Additional imaging was performed in 30 of 40 (75%) patients, mostly with CT Pulmonary Angiogram or CT Abdomen and Pelvis. For example, in neurologically unwell patients with VITT and cerebral venous sinus thrombosis, signs and symptoms of developing splanchnic venous thrombosis may be asymptomatic. Whole-body imaging can identify patients who require early referral to specialist vascular or hepatobiliary centers for catheter-directed thrombolysis or transjugular intrahepatic portosystemic shunting, for instance. [10,21]

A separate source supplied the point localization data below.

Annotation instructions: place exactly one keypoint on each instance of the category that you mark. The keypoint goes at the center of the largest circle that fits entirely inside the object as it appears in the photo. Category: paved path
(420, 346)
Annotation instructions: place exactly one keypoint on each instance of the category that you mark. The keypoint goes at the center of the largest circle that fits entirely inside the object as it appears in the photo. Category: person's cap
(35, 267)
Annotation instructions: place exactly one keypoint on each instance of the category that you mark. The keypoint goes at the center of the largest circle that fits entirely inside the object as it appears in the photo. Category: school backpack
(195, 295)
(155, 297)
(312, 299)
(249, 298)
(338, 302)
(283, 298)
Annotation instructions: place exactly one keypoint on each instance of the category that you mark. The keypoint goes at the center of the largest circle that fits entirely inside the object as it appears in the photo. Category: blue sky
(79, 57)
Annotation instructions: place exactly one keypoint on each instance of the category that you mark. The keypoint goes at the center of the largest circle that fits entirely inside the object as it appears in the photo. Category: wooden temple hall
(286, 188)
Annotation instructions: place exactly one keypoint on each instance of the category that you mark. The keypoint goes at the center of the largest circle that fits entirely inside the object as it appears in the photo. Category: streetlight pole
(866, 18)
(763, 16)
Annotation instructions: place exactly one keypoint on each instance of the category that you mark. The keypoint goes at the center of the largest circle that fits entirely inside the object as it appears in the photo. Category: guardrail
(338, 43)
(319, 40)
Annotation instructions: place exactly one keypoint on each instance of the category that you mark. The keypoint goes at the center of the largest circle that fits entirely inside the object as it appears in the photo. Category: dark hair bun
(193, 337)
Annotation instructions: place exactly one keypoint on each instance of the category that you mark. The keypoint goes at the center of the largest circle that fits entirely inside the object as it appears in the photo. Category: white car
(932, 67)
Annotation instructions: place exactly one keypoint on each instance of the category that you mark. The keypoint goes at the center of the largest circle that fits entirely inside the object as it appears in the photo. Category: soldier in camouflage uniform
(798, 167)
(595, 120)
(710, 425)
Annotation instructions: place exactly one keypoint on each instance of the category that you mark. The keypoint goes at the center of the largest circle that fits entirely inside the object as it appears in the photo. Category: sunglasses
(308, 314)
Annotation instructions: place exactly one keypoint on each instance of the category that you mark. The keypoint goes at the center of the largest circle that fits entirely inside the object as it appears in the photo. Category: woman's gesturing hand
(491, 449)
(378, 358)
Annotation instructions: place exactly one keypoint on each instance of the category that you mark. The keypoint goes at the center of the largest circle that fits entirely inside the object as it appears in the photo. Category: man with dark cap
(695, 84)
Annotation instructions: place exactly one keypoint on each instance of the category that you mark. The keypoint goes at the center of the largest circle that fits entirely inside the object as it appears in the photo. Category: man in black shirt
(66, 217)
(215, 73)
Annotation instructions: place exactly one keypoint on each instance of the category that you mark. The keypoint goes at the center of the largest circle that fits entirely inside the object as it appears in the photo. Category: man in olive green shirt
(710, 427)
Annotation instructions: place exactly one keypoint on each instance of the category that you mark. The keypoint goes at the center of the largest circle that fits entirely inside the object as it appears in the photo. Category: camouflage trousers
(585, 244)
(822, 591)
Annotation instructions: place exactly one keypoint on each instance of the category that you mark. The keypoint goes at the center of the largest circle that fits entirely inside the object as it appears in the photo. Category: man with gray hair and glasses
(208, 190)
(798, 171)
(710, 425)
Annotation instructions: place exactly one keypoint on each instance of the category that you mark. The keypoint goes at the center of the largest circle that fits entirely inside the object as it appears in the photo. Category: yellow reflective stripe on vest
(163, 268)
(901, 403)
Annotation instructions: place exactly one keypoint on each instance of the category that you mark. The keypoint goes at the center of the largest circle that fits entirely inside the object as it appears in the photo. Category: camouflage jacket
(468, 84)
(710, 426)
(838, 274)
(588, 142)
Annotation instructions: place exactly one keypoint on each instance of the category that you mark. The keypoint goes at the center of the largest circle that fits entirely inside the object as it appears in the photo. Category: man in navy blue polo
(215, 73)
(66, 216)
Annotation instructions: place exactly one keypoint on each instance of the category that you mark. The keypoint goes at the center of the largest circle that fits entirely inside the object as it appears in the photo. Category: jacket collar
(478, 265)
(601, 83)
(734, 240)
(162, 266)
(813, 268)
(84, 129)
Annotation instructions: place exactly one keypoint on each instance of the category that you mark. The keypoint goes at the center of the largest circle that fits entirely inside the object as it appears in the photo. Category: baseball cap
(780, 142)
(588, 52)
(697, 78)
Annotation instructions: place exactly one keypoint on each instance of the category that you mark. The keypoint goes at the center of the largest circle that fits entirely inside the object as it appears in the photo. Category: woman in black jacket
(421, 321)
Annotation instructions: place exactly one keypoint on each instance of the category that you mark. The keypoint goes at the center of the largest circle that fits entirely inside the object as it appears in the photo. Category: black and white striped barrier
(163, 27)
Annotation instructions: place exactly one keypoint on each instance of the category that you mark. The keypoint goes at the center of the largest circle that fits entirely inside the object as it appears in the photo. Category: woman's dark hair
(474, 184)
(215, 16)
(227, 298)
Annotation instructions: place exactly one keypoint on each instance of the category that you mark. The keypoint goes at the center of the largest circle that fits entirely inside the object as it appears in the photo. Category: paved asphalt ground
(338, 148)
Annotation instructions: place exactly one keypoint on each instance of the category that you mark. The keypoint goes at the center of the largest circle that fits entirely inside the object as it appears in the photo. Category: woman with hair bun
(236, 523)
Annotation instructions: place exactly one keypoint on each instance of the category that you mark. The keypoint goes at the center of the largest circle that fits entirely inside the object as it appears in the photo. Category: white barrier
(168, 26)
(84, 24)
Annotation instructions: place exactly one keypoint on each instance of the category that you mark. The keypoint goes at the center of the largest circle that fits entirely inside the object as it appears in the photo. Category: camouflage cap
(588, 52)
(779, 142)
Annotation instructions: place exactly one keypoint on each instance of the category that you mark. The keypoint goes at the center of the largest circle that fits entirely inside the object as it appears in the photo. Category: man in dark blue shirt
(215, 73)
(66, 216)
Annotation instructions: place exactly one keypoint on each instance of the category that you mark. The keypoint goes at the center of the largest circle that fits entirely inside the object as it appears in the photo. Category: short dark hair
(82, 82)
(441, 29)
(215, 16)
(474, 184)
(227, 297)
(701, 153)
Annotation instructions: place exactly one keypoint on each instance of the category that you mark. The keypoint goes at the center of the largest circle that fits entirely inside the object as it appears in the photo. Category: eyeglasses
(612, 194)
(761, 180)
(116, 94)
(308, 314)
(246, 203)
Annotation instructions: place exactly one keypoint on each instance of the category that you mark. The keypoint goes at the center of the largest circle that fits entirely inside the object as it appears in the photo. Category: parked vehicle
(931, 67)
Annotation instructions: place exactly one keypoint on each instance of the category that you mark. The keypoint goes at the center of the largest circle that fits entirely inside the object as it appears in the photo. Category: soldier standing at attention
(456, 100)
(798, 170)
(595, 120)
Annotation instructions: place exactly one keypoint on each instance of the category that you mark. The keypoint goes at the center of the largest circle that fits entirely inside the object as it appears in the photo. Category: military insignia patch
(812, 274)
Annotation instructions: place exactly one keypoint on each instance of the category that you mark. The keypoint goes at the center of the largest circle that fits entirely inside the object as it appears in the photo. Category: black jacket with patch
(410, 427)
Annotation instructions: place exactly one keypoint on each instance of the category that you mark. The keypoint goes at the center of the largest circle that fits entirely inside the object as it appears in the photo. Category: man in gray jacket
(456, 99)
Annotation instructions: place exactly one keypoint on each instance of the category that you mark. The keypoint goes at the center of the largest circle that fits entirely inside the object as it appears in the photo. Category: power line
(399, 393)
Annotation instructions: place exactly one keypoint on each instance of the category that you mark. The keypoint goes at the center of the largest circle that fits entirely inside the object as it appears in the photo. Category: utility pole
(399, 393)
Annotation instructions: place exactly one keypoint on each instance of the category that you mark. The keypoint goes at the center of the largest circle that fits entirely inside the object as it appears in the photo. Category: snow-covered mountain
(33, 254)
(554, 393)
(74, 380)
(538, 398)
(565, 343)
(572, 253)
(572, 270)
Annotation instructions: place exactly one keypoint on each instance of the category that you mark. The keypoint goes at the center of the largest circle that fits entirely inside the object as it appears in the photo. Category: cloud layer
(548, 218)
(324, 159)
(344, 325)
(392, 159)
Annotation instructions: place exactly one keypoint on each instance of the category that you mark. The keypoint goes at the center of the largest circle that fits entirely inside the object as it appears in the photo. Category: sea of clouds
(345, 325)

A strength of our study was the involvement of the Radiology Academic Network for Trainees network to identify a large number of patients across the United Kingdom. The retrospective study design imposed some limitations: patients were excluded if specific hematological (PF4 antibody) testing or imaging information was unavailable and inclusion was limited to symptomatic patients presenting to hospital. To date, imaging patients for asymptomatic thrombosis in vaccine-induced immune thrombotic thrombocytopenia is not within routine clinical practice in the United Kingdom. It is therefore possible that in instances of limited whole-body imaging, the number of occult thromboses may be considerably higher than reported.

Conclusion

In conclusion, patients with vaccine-induced immune thrombotic thrombocytopenia are likely to present with multiple sites of thrombosis, most frequently cerebral venous sinus thrombosis in combination with pulmonary embolism and portomesenteric venous thrombosis. Whole-body imaging with contrast-enhanced CT imaging can identify occult thrombosis.